Peacejumpers: poem by a WWII co

posted on 2012-04-18

Bruce Phillips believed that killing people in war was wrong.  After fighting in Korea, he became a conscientious objector.  But he was certainly no coward: he volunteered as a smokejumper.  Smokejumpers parachute into forest fires to extinguish them while the fire is still remote, before it becomes a direct threat to the public.  Conscientious objectors during WWII pioneered the practice, and by the end of the war, 240 were deployed smokejumping across the country.  Due to the success of the program, the US Forest Service continues it to this day.
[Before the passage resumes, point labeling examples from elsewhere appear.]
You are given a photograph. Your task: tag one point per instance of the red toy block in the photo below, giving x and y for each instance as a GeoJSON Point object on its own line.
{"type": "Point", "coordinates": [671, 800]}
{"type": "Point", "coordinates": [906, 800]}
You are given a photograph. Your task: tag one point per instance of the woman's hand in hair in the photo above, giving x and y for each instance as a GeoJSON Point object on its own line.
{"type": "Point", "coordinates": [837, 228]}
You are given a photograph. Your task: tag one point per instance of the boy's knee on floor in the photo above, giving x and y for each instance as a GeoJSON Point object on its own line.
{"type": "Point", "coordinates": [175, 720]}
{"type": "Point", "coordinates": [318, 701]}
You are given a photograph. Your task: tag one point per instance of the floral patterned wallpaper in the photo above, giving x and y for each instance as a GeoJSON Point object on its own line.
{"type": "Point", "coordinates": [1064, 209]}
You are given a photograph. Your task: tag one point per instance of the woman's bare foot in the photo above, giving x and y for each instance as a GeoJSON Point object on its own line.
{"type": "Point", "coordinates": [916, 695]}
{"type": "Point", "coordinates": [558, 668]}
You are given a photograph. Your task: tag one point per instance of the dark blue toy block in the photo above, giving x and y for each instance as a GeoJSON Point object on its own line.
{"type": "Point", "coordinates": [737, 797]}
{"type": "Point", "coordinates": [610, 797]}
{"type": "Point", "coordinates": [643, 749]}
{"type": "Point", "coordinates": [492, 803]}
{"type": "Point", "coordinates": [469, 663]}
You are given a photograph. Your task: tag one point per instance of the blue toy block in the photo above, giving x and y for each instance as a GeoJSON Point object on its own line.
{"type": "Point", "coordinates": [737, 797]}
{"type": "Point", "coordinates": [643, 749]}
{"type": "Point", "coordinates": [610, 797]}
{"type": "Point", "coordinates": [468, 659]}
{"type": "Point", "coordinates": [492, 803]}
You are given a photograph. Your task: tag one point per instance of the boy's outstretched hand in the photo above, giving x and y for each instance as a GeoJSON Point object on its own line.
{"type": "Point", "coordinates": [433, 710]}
I cried when I first read this poem.  It testifies to the conscientious objectors’ courage, and nonviolent convictions.  They were real men.

Peacejumpers

War came; the young men
all stood in line to go.
But we, when asked to take the oath,
simply answered, "No."

For what we said was simple,
though said by just a few:
"I will not shoot another man
because I'm ordered to."

No wonder some were puzzled,
or took it as a joke,
when COs wrote and volunteered
to jump into the smoke.

You said that what we were doing
could prove that we were men;
we had---and didn't need your words
to prove it once again.

You thought that we were renegades,
and the training much to hard;
we packed your words in our duffel bags
and left for Camp Menard.

But you shunned us in the cookhouse,
and cursed us to our souls;
your words were blurred by the heat and sweat,
as we practiced landing rolls.

You said we were too yellow
to jump with airborne troops;
we rolled your words in our shroud lines
when the rigger packed our chutes.

We turned aside your hatred,
and blunted your abuse;
we held your words in clenching teeth,
and climbed into the goose.

You told us we were cowards,
called each of us a liar;
we hooked your words to the static line,
and jumped into the fire.

And all you said hung over us
as we saw our chutes deploy;
we took your words to the fire line,
to save and not destroy.

You said we'd never understand
what war is all about;
we threw your words on the roaring flames
and put the fire out.

Reprinted from Mark Mathews’s Smoke Jumping on the Western Fire Line.